The incident has since gone viral and the staff has been fired. Leaving the restaurant chain to face backlash after yet another troubling example of public discrimination has been captured online.

“If you don’t want to sit next to certain people in a public restaurant then you should probably eat dinner in the comfort of your own home,” Mary Vahl wrote on Facebook, in a post that has been shared more than 4,500 times as of early Monday.

A spokesperson from the Buffalo Wild Wings chain told the Associated Press that it had fired the employees involved after an internal investigation.

The company “values an inclusive environment and has zero-tolerance for discrimination of any kind,” a spokesperson said in a statement to WBBM.

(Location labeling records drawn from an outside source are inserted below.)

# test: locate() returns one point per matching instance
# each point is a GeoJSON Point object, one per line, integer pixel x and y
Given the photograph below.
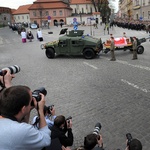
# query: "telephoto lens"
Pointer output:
{"type": "Point", "coordinates": [36, 94]}
{"type": "Point", "coordinates": [97, 128]}
{"type": "Point", "coordinates": [13, 70]}
{"type": "Point", "coordinates": [129, 138]}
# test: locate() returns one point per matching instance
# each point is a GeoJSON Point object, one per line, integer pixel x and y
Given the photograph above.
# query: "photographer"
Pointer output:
{"type": "Point", "coordinates": [94, 140]}
{"type": "Point", "coordinates": [59, 130]}
{"type": "Point", "coordinates": [49, 113]}
{"type": "Point", "coordinates": [5, 81]}
{"type": "Point", "coordinates": [15, 106]}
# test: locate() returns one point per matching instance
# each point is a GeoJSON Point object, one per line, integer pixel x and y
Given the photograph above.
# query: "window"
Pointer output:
{"type": "Point", "coordinates": [143, 2]}
{"type": "Point", "coordinates": [75, 10]}
{"type": "Point", "coordinates": [34, 14]}
{"type": "Point", "coordinates": [86, 7]}
{"type": "Point", "coordinates": [60, 12]}
{"type": "Point", "coordinates": [40, 13]}
{"type": "Point", "coordinates": [82, 10]}
{"type": "Point", "coordinates": [47, 13]}
{"type": "Point", "coordinates": [54, 13]}
{"type": "Point", "coordinates": [63, 43]}
{"type": "Point", "coordinates": [148, 14]}
{"type": "Point", "coordinates": [91, 9]}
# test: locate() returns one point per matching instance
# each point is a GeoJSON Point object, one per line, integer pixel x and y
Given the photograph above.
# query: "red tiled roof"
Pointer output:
{"type": "Point", "coordinates": [22, 10]}
{"type": "Point", "coordinates": [48, 1]}
{"type": "Point", "coordinates": [54, 5]}
{"type": "Point", "coordinates": [80, 2]}
{"type": "Point", "coordinates": [13, 10]}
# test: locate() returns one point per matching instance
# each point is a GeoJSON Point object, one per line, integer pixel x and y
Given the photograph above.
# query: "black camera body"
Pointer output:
{"type": "Point", "coordinates": [13, 70]}
{"type": "Point", "coordinates": [49, 109]}
{"type": "Point", "coordinates": [68, 119]}
{"type": "Point", "coordinates": [97, 129]}
{"type": "Point", "coordinates": [36, 94]}
{"type": "Point", "coordinates": [129, 138]}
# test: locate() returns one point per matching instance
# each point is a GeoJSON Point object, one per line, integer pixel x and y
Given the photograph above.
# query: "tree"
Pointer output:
{"type": "Point", "coordinates": [102, 7]}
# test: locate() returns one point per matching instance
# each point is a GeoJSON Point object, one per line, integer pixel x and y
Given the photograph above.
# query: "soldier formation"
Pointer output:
{"type": "Point", "coordinates": [133, 24]}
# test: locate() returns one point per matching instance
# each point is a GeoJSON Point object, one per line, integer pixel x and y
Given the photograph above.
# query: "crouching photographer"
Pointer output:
{"type": "Point", "coordinates": [61, 133]}
{"type": "Point", "coordinates": [94, 140]}
{"type": "Point", "coordinates": [49, 113]}
{"type": "Point", "coordinates": [132, 144]}
{"type": "Point", "coordinates": [6, 75]}
{"type": "Point", "coordinates": [16, 103]}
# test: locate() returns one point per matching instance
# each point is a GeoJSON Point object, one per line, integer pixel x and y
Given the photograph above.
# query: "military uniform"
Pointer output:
{"type": "Point", "coordinates": [112, 49]}
{"type": "Point", "coordinates": [134, 47]}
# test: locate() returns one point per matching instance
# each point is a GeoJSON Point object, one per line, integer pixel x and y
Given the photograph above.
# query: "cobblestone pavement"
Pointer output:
{"type": "Point", "coordinates": [117, 94]}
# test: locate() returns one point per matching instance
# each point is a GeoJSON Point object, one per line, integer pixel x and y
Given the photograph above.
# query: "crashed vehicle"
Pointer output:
{"type": "Point", "coordinates": [74, 42]}
{"type": "Point", "coordinates": [123, 43]}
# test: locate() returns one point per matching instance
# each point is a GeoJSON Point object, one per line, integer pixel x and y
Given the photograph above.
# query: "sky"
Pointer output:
{"type": "Point", "coordinates": [14, 4]}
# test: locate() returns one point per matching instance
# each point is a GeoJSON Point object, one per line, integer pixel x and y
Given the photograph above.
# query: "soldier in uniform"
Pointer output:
{"type": "Point", "coordinates": [134, 47]}
{"type": "Point", "coordinates": [112, 49]}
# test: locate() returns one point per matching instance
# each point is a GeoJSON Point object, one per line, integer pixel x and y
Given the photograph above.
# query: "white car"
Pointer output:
{"type": "Point", "coordinates": [33, 26]}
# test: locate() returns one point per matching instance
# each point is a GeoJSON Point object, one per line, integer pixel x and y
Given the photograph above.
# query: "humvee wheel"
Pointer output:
{"type": "Point", "coordinates": [50, 53]}
{"type": "Point", "coordinates": [140, 49]}
{"type": "Point", "coordinates": [88, 53]}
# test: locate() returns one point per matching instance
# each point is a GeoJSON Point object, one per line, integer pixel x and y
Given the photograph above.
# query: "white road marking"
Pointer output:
{"type": "Point", "coordinates": [136, 66]}
{"type": "Point", "coordinates": [90, 65]}
{"type": "Point", "coordinates": [135, 86]}
{"type": "Point", "coordinates": [1, 40]}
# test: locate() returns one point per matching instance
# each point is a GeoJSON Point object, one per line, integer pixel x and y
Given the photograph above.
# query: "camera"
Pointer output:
{"type": "Point", "coordinates": [13, 69]}
{"type": "Point", "coordinates": [97, 130]}
{"type": "Point", "coordinates": [36, 94]}
{"type": "Point", "coordinates": [68, 119]}
{"type": "Point", "coordinates": [50, 108]}
{"type": "Point", "coordinates": [129, 138]}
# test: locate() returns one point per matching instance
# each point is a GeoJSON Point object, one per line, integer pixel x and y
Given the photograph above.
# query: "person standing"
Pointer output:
{"type": "Point", "coordinates": [23, 36]}
{"type": "Point", "coordinates": [112, 49]}
{"type": "Point", "coordinates": [15, 108]}
{"type": "Point", "coordinates": [39, 35]}
{"type": "Point", "coordinates": [134, 47]}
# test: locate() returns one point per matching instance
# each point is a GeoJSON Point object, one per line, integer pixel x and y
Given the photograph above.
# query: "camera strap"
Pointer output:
{"type": "Point", "coordinates": [37, 118]}
{"type": "Point", "coordinates": [2, 85]}
{"type": "Point", "coordinates": [9, 117]}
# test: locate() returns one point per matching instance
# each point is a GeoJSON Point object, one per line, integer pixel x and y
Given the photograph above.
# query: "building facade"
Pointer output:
{"type": "Point", "coordinates": [21, 14]}
{"type": "Point", "coordinates": [5, 15]}
{"type": "Point", "coordinates": [49, 11]}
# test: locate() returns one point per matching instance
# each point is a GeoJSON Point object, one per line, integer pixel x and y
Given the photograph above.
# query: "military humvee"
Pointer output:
{"type": "Point", "coordinates": [73, 43]}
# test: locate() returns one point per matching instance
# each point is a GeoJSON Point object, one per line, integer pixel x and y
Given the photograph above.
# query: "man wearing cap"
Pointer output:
{"type": "Point", "coordinates": [134, 47]}
{"type": "Point", "coordinates": [112, 49]}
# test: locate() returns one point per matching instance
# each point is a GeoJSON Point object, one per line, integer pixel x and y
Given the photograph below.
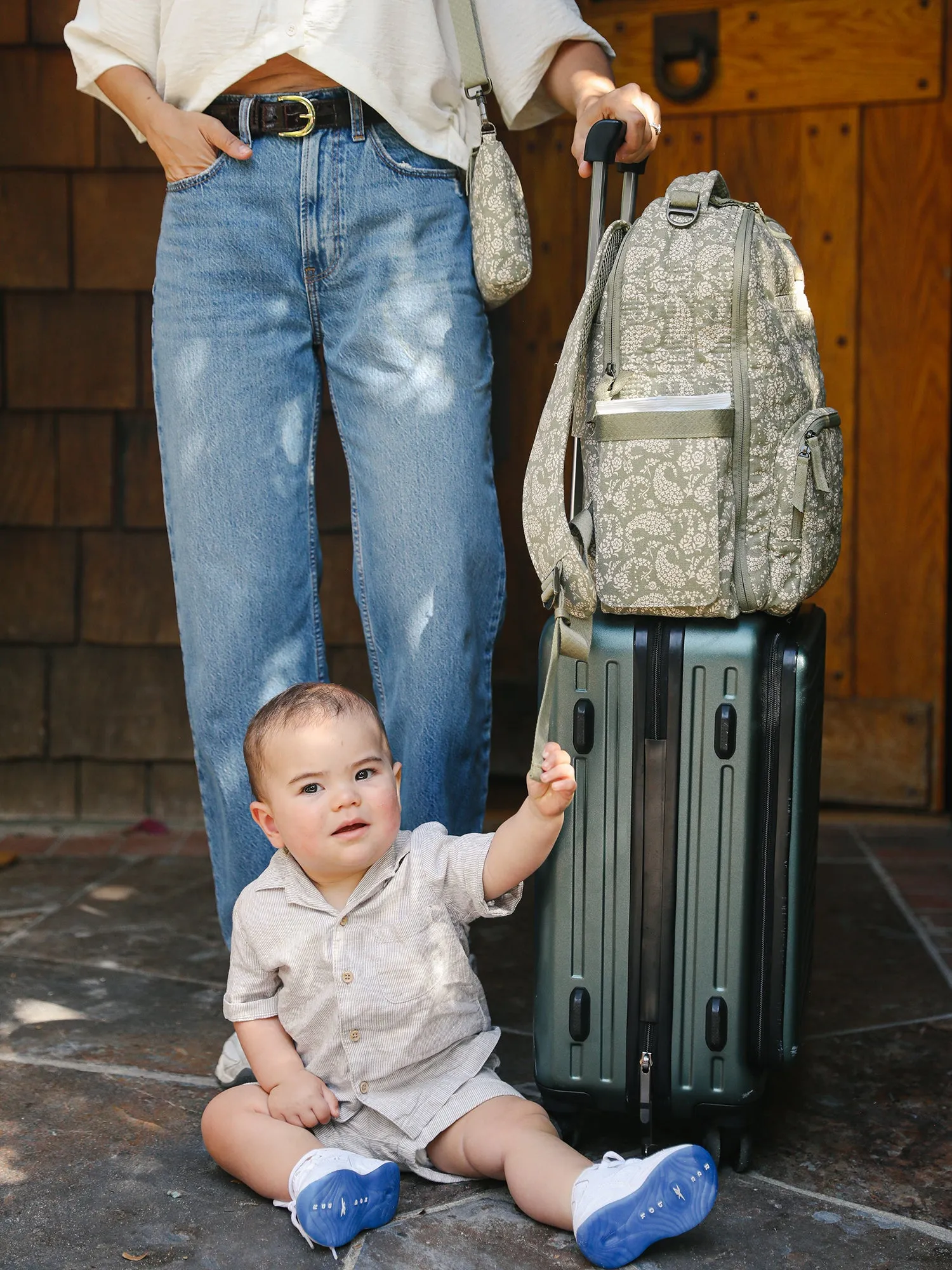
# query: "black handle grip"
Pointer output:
{"type": "Point", "coordinates": [604, 140]}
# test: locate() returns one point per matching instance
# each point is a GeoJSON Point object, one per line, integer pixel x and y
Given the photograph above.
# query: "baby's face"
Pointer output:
{"type": "Point", "coordinates": [331, 797]}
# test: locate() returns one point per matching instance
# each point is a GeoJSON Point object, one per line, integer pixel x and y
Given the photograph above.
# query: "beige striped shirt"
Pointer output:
{"type": "Point", "coordinates": [379, 996]}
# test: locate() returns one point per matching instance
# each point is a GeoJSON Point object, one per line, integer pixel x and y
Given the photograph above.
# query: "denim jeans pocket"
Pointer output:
{"type": "Point", "coordinates": [402, 157]}
{"type": "Point", "coordinates": [199, 178]}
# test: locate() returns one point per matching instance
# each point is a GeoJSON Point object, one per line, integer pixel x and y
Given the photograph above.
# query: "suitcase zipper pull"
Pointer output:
{"type": "Point", "coordinates": [645, 1064]}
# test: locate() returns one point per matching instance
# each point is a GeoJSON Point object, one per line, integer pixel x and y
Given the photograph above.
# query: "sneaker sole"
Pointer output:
{"type": "Point", "coordinates": [676, 1198]}
{"type": "Point", "coordinates": [244, 1078]}
{"type": "Point", "coordinates": [338, 1207]}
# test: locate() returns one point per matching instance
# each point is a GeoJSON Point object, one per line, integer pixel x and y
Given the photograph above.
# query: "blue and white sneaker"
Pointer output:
{"type": "Point", "coordinates": [337, 1194]}
{"type": "Point", "coordinates": [620, 1207]}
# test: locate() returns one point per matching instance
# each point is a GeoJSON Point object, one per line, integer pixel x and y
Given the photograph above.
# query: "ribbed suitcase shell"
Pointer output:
{"type": "Point", "coordinates": [725, 910]}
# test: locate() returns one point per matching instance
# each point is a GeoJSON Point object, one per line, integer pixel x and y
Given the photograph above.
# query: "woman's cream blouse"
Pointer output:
{"type": "Point", "coordinates": [400, 57]}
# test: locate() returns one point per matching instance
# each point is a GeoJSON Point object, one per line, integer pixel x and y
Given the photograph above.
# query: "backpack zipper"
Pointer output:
{"type": "Point", "coordinates": [809, 458]}
{"type": "Point", "coordinates": [614, 305]}
{"type": "Point", "coordinates": [741, 457]}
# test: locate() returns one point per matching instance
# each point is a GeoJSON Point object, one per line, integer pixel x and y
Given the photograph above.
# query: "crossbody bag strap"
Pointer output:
{"type": "Point", "coordinates": [473, 60]}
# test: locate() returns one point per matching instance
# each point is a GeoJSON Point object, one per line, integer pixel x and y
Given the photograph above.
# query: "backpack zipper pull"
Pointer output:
{"type": "Point", "coordinates": [800, 479]}
{"type": "Point", "coordinates": [802, 474]}
{"type": "Point", "coordinates": [819, 473]}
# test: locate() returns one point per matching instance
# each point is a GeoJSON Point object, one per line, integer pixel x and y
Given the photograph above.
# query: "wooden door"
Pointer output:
{"type": "Point", "coordinates": [833, 116]}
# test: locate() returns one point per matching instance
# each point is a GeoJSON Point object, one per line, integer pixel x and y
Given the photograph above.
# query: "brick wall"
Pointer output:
{"type": "Point", "coordinates": [92, 707]}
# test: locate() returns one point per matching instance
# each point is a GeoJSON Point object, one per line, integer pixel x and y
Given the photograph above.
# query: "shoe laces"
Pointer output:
{"type": "Point", "coordinates": [291, 1205]}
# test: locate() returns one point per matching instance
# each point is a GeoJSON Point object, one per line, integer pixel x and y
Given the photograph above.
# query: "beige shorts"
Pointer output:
{"type": "Point", "coordinates": [369, 1133]}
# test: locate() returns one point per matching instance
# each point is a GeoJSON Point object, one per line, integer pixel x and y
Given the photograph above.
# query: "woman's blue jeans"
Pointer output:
{"type": "Point", "coordinates": [359, 243]}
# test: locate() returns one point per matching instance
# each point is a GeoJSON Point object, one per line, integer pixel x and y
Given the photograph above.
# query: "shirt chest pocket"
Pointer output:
{"type": "Point", "coordinates": [420, 957]}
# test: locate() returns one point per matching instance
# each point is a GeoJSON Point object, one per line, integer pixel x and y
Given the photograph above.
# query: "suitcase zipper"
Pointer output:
{"type": "Point", "coordinates": [772, 718]}
{"type": "Point", "coordinates": [741, 457]}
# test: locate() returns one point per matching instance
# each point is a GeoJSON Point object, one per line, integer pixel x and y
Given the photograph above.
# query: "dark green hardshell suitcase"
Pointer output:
{"type": "Point", "coordinates": [675, 916]}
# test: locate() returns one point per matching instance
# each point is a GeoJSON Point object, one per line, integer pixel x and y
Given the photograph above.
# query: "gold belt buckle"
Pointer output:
{"type": "Point", "coordinates": [312, 117]}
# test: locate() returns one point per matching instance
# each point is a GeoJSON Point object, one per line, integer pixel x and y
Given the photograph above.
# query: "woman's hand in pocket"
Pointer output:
{"type": "Point", "coordinates": [187, 142]}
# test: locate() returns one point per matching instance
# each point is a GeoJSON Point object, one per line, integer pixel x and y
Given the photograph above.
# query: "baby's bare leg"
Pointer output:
{"type": "Point", "coordinates": [248, 1144]}
{"type": "Point", "coordinates": [515, 1141]}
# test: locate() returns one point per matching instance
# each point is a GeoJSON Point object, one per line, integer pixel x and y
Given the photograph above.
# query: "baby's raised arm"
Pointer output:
{"type": "Point", "coordinates": [522, 843]}
{"type": "Point", "coordinates": [295, 1095]}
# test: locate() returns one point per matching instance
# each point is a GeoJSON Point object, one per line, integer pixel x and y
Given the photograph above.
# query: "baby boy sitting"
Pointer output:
{"type": "Point", "coordinates": [362, 1020]}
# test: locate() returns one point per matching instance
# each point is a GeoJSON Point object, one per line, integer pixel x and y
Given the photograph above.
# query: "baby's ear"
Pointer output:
{"type": "Point", "coordinates": [263, 819]}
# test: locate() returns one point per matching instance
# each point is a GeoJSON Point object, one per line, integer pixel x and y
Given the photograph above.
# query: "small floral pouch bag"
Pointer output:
{"type": "Point", "coordinates": [502, 248]}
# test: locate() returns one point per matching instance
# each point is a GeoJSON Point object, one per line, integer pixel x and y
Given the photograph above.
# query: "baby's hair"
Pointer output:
{"type": "Point", "coordinates": [303, 703]}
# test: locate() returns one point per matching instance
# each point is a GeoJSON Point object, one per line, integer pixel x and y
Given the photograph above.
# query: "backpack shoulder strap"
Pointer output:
{"type": "Point", "coordinates": [553, 547]}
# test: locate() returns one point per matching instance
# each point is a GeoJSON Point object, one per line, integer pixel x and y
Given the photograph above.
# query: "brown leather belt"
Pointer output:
{"type": "Point", "coordinates": [291, 115]}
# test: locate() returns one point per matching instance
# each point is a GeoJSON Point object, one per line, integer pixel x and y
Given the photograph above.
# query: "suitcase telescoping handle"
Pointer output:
{"type": "Point", "coordinates": [602, 144]}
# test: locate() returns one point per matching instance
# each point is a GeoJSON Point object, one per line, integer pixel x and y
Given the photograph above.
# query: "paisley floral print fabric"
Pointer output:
{"type": "Point", "coordinates": [695, 526]}
{"type": "Point", "coordinates": [502, 247]}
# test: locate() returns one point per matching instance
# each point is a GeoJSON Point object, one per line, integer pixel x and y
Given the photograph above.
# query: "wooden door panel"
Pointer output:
{"type": "Point", "coordinates": [791, 163]}
{"type": "Point", "coordinates": [791, 54]}
{"type": "Point", "coordinates": [904, 396]}
{"type": "Point", "coordinates": [830, 248]}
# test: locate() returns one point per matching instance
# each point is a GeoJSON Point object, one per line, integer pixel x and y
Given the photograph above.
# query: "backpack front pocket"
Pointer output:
{"type": "Point", "coordinates": [805, 530]}
{"type": "Point", "coordinates": [663, 505]}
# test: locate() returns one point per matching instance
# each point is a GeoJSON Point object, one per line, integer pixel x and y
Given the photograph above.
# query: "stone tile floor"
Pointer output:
{"type": "Point", "coordinates": [111, 979]}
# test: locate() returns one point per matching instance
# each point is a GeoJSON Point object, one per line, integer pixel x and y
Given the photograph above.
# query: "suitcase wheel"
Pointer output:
{"type": "Point", "coordinates": [731, 1147]}
{"type": "Point", "coordinates": [713, 1145]}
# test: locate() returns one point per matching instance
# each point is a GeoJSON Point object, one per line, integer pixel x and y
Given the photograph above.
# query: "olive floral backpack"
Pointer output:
{"type": "Point", "coordinates": [713, 465]}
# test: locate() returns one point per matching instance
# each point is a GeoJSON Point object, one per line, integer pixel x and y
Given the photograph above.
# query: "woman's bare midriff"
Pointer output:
{"type": "Point", "coordinates": [285, 74]}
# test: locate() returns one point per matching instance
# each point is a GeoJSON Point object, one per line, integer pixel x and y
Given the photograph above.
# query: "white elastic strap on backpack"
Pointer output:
{"type": "Point", "coordinates": [569, 585]}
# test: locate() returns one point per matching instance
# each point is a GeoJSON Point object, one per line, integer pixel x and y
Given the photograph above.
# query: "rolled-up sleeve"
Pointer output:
{"type": "Point", "coordinates": [253, 981]}
{"type": "Point", "coordinates": [454, 868]}
{"type": "Point", "coordinates": [107, 34]}
{"type": "Point", "coordinates": [520, 41]}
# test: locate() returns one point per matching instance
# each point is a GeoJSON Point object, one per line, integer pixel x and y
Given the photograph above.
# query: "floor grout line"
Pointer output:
{"type": "Point", "coordinates": [442, 1208]}
{"type": "Point", "coordinates": [899, 1023]}
{"type": "Point", "coordinates": [904, 907]}
{"type": "Point", "coordinates": [913, 1224]}
{"type": "Point", "coordinates": [114, 967]}
{"type": "Point", "coordinates": [354, 1253]}
{"type": "Point", "coordinates": [138, 1074]}
{"type": "Point", "coordinates": [70, 900]}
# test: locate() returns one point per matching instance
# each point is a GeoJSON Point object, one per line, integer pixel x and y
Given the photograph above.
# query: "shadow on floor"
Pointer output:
{"type": "Point", "coordinates": [111, 979]}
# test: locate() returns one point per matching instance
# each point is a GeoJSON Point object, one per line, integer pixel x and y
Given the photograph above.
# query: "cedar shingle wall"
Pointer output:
{"type": "Point", "coordinates": [92, 705]}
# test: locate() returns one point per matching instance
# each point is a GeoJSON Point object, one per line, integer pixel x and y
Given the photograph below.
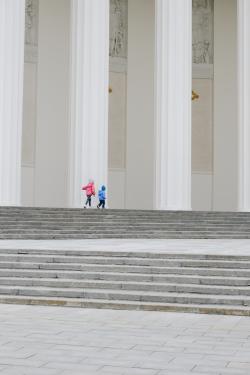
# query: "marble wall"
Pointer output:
{"type": "Point", "coordinates": [29, 101]}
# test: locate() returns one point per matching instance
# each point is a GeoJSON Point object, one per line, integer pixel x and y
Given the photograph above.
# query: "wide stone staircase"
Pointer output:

On Oct. 26, following a birthday party, the Vahls’ party showed up to a Buffalo Wild Wings in a strip mall in Naperville, Ill. Mary’s husband, Justin, asked for a table for 15, but as a host began setting up their table, he quickly realized he had miscounted the size of the group and went up to correct his mistake.

Then, the host — a young Black man — asked a question that took him aback: “What race are you guys?”

“Why does it matter?” Justin Vahl asked the host.

The host said a regular customer who was sitting nearby, “doesn’t want black people sitting near him.” 

The Vahls and their party decided to sit down at the table anyway, not wanting to give the other customer any satisfaction. They said they noticed the man (who appears to be white in a photo Mary posted to Facebook) glaring at them and then noticed him talking to waitstaff. Shortly after, a manager approached them and told them they would have to move to a new table.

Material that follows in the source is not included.